Five hundred fowl that had died in the Xinjiang Uygur Autonomous Region tested positive for the H5N1 virus, according to China’s Ministry of Agriculture.
In late January, China confirmed its sixth case of bird flu in a human.
The ministry said at the time that, although further human bird flu cases were possible throughout China, there wouldn’t be a large-scale outbreak, state run news agency Xinhua and CCTV reported. The country also announced it was setting up a nationwide network to test for the H5N1 virus.
Perhaps they found them because they are officially “looking” for infected birds, perhaps before they were not – looking that is. Personally, I find it difficult to believe that China would turn a blind eye to outbreaks, however, it is not so difficult for me to believe they have not been reporting quite as they should.
We also had this report yesterday:
By Lucy Hornby
BEIJING (Reuters) – China’s Health Ministry is puzzled by eight human cases of bird flu in January which appeared independent of any known case in birds, a spokesman said on Tuesday.

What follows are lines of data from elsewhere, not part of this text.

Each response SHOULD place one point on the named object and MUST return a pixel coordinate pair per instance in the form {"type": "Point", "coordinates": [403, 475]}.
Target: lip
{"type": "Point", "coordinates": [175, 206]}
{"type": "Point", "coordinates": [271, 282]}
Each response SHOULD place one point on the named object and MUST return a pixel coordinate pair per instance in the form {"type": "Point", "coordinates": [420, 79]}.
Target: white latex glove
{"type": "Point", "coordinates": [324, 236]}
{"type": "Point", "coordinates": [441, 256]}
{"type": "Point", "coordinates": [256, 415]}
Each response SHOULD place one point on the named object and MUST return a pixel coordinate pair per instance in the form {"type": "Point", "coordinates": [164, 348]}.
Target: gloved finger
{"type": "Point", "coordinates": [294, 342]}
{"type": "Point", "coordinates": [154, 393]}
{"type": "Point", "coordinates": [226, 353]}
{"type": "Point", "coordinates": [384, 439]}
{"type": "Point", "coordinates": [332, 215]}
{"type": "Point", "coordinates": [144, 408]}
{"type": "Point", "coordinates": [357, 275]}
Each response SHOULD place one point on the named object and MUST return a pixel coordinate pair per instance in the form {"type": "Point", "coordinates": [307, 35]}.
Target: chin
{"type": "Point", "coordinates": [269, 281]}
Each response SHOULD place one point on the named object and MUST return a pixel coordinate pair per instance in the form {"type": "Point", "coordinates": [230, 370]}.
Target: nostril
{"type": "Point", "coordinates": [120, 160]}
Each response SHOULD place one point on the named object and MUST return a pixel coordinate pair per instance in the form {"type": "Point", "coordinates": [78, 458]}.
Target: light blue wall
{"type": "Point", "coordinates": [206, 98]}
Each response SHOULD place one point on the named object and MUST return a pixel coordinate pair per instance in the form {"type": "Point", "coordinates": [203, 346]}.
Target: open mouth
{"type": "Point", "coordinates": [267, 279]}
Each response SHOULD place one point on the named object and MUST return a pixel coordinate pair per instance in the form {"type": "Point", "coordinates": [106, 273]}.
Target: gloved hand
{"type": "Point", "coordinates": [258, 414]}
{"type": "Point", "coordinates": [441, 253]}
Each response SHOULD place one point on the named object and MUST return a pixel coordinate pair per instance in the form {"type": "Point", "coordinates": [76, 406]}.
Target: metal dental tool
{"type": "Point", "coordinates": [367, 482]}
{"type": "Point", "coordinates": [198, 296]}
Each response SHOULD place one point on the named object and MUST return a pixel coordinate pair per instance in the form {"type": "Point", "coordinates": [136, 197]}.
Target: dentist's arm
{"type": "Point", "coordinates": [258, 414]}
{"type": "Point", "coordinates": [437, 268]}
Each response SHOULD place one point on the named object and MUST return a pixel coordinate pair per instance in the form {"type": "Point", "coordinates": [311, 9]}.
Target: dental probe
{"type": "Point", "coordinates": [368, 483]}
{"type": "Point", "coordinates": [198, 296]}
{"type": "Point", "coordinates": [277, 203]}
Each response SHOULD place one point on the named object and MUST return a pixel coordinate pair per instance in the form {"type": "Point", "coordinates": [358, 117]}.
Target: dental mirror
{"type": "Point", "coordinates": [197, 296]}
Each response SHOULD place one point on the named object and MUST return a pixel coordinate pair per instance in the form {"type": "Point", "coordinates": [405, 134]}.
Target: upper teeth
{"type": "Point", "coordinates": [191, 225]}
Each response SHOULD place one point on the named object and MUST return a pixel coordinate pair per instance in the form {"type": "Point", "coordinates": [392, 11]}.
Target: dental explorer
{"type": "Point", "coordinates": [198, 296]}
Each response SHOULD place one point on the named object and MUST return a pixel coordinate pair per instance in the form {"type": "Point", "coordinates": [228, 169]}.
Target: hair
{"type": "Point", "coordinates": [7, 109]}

Five Chinese died from H5N1 in January in far-flung regions without any reported presence of the virus in birds on the mainland.
Dead birds that washed up in Hong Kong tested positive for the H5N1 strain this month, leading experts to question whether bird flu is widely present but undetected in China.
“We see the result, but not the cause. We don’t know where it has come from, but people have been infected. When people are infected, in theory it should be present in birds,” spokesman Mao Qunan told reporters.
Later on Tuesday, the Ministry of Agriculture said there had been an H5N1 outbreak among poultry in Hotan, in the far western region of Xinjiang, which had killed 519 birds.
Authorites have culled another 13,218 birds and the outbreak is under control, the official Xinhua news agency said.
China has reported one case of bird flu detected through sampling this winter, in eastern Jiangsu province. China conducts random sampling and culls birds when the virus is found.
Last week, the Agriculture Ministry defended its vaccination campaign as having successfully prevented widespread incidence of bird flu.
The Ministry of Health has also urged hospitals to increase efforts at early detection and testing for bird flu, Mao said.
Some people may be genetically more susceptible to bird flu than others, he added.
The virus is present in some vector or another in China, the eight officially acknowledged human infections this year testify to that fact. Though not officially acknowledged, it is believed that H5N1 is endemic in at least parts of China.
A last report yesterday, though not directly related to avian influenza, once again highlights an ongoing problem in China, counterfeit or contaminated products:
Chinese police seize another man linked to deadly diabetes drug
BEIJING, Feb. 11 (Xinhua) — Chinese police have seized another man accused of distributing a fake diabetes drug that killed two patients and hospitalized nine others in the northwestern Xinjiang Uygur Autonomous Region.
The drug, sold under the brand “Tang Zhi Ning Jiao Nang,” was found to contain six times the normal dose of glibenclamide, a chemical used to help lower blood sugar. Taking a dosage of this size is potentially fatal. The two deaths occurred in January this year.
Fu Qichang, a chief suspect in the case, was captured by the police in eastern China’s Shandong Province late on Sunday, Yan Jiangying, spokeswoman for the State Food and Drug Administration (SFDA), revealed at a press conference Wednesday.
Fu allegedly produced the fake drug in October/November 2008 in Linyi city of Shandong Province with Li Dong, another chief suspect in the case, and sold the drug to the Xinjiang Uygur Autonomous Region and the northeastern Liaoning Province.
Has China experienced an “outbreak” of substandard or fake H5N1 poultry vaccination? A question I’ve asked several times previously, though one I cannot answer. Frankly, it is the option I hope is behind the recent human infections; at least a substandard or counterfeit vaccine is easily remedied, whereas an ineffective vaccine because of viral evolution or asymptomatically infected chicken is not so easily or rapidly overcome.
It is hoped that whatever is causing the human infections will soon be brought to light and dealt with, given China’s expertise and technological ability, certainly feasible – and expected.